El pueblo no ha cambiado mucho en diez años. Cruza el puente sobre el río y, por la arbolada calle principal, llega hasta la plaza donde se entretiene viendo a los muchachos que pasan, algunos con sus novias, otros más en grupos que bromean pesadamente entre sí. Algunos viejos desocupados, sentados en las bancas de la plaza, se restriegan los ojos porque creen verlo y adivinan, preocupados, que no es una visión de este mundo, sino un aviso del que les espera. Siente una punzada de nostalgia que, pese a las circunstancias, no había sentido en todo este tiempo desde que se halló por el sendero a la izquierda del río, caminando sin rumbo entre margaritas silvestres e insectos. Ya emprende el camino de vuelta a casa cuando, sobre el puente, ve a la misma niña de aquel día en que volvió por primera vez.
—Yo te vi aquí hace siete días. ¿Cómo te llamas?
—Mi nombre no importa.
—Estás muerta ¿verdad?
—Desde hace mucho tiempo.
—¿Cómo sabes cuánto tiempo ha pasado?
—Como todo el mundo, contando. No estoy tan tonta, soldado, un día, luego otro, luego otro más. Es fácil.

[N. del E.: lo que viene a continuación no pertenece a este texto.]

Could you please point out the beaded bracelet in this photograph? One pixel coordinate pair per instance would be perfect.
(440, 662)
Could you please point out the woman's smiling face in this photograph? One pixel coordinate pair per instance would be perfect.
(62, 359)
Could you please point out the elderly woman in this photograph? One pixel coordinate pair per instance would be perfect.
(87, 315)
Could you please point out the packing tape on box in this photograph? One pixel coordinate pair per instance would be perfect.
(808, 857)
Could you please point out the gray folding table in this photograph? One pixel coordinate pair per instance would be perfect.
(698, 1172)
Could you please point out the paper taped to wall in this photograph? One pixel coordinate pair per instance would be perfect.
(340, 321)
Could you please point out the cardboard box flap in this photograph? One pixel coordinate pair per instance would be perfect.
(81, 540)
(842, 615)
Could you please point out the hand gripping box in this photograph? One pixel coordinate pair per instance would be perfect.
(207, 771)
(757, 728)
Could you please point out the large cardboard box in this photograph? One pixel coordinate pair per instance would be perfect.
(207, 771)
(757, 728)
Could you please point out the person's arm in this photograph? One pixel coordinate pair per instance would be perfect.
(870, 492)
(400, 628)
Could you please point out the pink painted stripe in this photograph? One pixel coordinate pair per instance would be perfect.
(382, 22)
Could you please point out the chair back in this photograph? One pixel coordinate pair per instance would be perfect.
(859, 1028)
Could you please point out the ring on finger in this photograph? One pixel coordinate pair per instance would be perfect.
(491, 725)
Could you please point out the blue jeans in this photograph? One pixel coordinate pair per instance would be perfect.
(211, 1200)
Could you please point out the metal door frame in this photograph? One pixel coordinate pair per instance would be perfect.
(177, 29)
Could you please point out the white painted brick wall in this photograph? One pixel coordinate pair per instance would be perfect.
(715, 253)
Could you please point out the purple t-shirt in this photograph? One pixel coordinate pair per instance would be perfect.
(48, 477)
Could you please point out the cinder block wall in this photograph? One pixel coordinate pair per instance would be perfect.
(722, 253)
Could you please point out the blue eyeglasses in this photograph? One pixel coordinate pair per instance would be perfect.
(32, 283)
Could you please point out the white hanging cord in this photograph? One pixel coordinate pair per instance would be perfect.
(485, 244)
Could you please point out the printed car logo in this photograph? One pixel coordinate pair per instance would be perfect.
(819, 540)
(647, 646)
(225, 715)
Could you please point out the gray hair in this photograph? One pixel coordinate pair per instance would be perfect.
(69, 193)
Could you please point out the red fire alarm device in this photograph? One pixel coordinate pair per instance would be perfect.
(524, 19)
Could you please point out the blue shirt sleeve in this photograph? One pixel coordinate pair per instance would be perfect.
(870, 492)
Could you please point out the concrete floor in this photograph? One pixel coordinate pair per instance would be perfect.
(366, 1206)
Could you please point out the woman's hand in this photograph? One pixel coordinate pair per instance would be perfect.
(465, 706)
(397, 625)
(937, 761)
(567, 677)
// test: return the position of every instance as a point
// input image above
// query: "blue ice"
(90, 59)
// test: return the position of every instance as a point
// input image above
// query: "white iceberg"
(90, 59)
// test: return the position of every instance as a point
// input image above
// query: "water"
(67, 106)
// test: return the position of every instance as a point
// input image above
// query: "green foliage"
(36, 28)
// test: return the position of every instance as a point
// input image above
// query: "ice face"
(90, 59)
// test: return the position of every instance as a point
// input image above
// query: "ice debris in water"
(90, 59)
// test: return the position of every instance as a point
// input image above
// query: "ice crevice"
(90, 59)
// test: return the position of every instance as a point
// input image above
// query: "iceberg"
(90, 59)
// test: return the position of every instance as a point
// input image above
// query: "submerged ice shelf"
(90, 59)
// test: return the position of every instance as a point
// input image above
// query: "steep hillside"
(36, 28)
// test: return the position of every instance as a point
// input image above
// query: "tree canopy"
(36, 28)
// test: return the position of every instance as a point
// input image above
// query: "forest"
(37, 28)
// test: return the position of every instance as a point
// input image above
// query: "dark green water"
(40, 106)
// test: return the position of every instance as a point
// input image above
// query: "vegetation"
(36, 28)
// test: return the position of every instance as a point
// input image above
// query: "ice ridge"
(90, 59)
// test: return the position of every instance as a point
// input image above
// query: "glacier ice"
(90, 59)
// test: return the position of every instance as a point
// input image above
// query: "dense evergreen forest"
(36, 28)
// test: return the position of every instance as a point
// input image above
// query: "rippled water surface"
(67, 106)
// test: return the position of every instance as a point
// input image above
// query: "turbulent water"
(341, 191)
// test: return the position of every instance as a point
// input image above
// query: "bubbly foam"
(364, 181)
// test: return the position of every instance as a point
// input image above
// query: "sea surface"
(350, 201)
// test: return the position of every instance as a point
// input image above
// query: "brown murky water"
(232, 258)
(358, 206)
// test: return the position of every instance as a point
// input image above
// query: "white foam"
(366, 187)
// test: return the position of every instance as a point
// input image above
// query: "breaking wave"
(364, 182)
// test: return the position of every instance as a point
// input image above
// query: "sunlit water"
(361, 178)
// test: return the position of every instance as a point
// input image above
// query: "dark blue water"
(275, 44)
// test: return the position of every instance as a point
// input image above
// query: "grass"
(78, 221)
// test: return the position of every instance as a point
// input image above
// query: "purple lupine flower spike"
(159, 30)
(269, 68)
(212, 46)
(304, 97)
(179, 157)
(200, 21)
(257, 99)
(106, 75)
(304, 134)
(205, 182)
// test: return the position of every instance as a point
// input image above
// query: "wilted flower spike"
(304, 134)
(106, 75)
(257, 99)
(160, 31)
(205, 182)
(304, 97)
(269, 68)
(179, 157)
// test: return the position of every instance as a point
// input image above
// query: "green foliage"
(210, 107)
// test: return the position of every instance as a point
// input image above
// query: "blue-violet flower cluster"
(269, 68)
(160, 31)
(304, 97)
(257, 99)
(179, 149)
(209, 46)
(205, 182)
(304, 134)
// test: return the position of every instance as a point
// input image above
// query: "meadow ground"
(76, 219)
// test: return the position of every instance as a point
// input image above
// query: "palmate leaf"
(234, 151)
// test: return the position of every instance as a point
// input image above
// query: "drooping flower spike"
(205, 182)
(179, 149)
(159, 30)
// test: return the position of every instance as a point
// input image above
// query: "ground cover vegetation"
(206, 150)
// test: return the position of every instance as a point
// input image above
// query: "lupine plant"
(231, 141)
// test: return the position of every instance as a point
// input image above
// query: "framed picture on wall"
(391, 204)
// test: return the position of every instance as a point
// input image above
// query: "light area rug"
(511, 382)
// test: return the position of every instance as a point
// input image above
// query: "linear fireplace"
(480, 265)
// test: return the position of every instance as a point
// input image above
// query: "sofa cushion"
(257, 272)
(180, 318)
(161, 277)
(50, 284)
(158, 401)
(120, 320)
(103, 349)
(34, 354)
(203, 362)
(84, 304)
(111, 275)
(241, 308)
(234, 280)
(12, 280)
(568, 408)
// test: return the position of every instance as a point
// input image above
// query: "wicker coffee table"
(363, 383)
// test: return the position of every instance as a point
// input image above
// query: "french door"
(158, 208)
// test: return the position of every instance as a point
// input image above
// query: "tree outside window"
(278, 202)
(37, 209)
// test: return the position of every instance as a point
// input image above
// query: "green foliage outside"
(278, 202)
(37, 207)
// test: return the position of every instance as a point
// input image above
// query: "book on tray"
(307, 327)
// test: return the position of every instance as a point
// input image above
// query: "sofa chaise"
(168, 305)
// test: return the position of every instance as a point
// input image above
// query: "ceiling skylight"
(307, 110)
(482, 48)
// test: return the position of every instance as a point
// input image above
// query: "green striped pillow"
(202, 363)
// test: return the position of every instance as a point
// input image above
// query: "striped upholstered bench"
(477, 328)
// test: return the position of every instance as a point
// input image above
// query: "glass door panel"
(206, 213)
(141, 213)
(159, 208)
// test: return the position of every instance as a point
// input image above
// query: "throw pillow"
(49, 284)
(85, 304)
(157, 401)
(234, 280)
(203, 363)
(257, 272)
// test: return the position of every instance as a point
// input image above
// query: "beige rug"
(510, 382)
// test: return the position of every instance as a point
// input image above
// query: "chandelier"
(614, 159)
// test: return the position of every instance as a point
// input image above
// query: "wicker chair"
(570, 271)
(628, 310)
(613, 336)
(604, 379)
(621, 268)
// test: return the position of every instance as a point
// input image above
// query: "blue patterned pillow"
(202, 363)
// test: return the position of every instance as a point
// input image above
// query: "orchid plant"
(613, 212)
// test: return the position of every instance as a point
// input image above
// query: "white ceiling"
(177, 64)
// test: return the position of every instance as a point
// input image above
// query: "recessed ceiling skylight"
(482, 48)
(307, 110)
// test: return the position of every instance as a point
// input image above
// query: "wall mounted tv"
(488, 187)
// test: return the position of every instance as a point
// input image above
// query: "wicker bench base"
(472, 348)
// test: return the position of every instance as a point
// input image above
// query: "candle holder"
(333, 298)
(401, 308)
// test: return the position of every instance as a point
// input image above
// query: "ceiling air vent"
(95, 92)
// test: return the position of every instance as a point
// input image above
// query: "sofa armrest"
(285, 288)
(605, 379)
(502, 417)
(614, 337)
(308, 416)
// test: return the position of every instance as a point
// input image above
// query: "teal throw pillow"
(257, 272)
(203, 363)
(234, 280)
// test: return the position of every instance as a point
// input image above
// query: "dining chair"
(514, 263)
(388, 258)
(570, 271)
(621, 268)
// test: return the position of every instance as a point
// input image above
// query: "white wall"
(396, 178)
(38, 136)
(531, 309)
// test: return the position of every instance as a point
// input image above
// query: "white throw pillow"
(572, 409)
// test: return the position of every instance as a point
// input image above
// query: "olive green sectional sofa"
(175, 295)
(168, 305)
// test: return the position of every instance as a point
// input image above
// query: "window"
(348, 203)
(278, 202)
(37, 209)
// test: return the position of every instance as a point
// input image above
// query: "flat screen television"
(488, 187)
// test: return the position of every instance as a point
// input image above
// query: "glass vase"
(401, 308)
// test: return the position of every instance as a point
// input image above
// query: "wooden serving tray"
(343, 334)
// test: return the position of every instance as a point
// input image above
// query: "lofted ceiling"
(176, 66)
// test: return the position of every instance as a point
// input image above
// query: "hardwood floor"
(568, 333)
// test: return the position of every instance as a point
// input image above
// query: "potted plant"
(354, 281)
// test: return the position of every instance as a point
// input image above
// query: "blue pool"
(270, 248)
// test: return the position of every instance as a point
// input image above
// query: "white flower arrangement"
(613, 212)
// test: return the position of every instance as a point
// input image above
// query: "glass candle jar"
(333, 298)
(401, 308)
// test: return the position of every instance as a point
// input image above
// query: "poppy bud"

—¿Quién te dijo que soy soldado?
—La primera vez llevabas uniforme. Veo que crees que porque estamos muertos todo es revelación, ¿verdad? Qué infantil de tu parte.
—Tú eres la niña.
—Llevo más tiempo que tú en este estado, así que supongo que es normal que te halles a la defensiva. Disfruta a tu madre porque no queda mucho tiempo más. Tienes suerte de contar con alguien tan dispuesto a encajar lo que ocurre con naturalidad.
—No tanta. Ella está preocupada por asuntos prácticos, no por el asunto metafísico.
—Qué distinción tan boba. Todo es práctico en este mundo.
—¿Cuál mundo? —preguntó levantando la vista hacia el río, de pronto fatigado y sin saber qué hacer. Le apeteció fumar y, del bolsillo de su chaqueta sacó un cigarrillo que disfrutó enormemente.

[...]

De pronto estaba solo y había oscurecido. Volvió a casa, subió las escaleras, miró a su madre dormida con Yonguens a sus pies. Los ojos del gato brillaron en la obscuridad mientras ronroneaba ligeramente. Él se fue a su cuarto pensando en su compañero. Se durmió haciéndose una paja. No hubo más días siguientes para él. Ella continuó su vida normalmente.